Some other thoughts:

* The zombie apocalypse doesn’t lend itself particularly well to prolonged sex scenes, but we got one between a reconciled Glen and Maggie. (And it was preceded by a darkly funny joke about how Glen can’t have sex with the walkers leering at them.) Was I the only one, though, who spent that entire sequence waiting for some kind of attack (be it by walkers or by the Governor’s forces) to happen while nobody was on watch?

* On the streaming screener, I didn’t get a very good look at whatever prosthetic they duct taped to Hershel’s leg so he could walk and drive the car. Anyone get a better sense of what they rigged it out of?

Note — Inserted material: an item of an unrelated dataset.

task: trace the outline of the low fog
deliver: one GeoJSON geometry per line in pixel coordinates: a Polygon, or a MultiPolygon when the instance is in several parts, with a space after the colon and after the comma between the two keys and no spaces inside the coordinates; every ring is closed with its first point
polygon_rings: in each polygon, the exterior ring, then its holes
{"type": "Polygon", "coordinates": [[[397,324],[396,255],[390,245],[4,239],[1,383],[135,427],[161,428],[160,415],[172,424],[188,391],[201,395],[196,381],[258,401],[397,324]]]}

* Last week, several of you said it looked like Rick and Michonne wound up taking several bags of guns from Morgan’s stash, and that was clearly correct based on the arsenal set up in the prison common room.

Once again, let me remind you again of this blog’s No Spoiler rule and how it applies to this show, as I’ve had to delete a bunch of comments the last few weeks that violated it. Basic things to remember before commenting:

1. No talking about the previews for the next episode.

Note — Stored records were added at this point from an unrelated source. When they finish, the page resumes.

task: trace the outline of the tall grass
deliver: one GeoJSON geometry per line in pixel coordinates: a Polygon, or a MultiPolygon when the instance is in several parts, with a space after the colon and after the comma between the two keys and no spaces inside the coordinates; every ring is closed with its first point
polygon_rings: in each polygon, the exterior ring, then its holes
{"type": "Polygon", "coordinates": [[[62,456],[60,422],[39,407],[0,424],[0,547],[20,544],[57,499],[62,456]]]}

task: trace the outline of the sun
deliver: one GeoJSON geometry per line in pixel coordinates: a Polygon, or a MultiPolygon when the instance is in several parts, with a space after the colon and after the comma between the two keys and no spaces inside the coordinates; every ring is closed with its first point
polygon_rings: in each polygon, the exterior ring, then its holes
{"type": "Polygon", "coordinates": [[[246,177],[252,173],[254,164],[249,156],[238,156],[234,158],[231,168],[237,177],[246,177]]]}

2. No talking about anything else you know about upcoming episodes from other sources – and, yes, that includes anything Mazzara and Kirkman have said in interviews.

3. No talking about anything that’s happened in the comic that hasn’t happened in the TV show yet. (Or anything that’s been revealed, like character backstory and motivation.) As with “Game of Thrones,” the goal is to treat “The Walking Dead” TV show as exactly that, and not as an excuse for endless comparisons with the comics. If you want to talk about the comics, feel free to start up a discussion thread on our message boards.

With that in mind, what did everybody else think?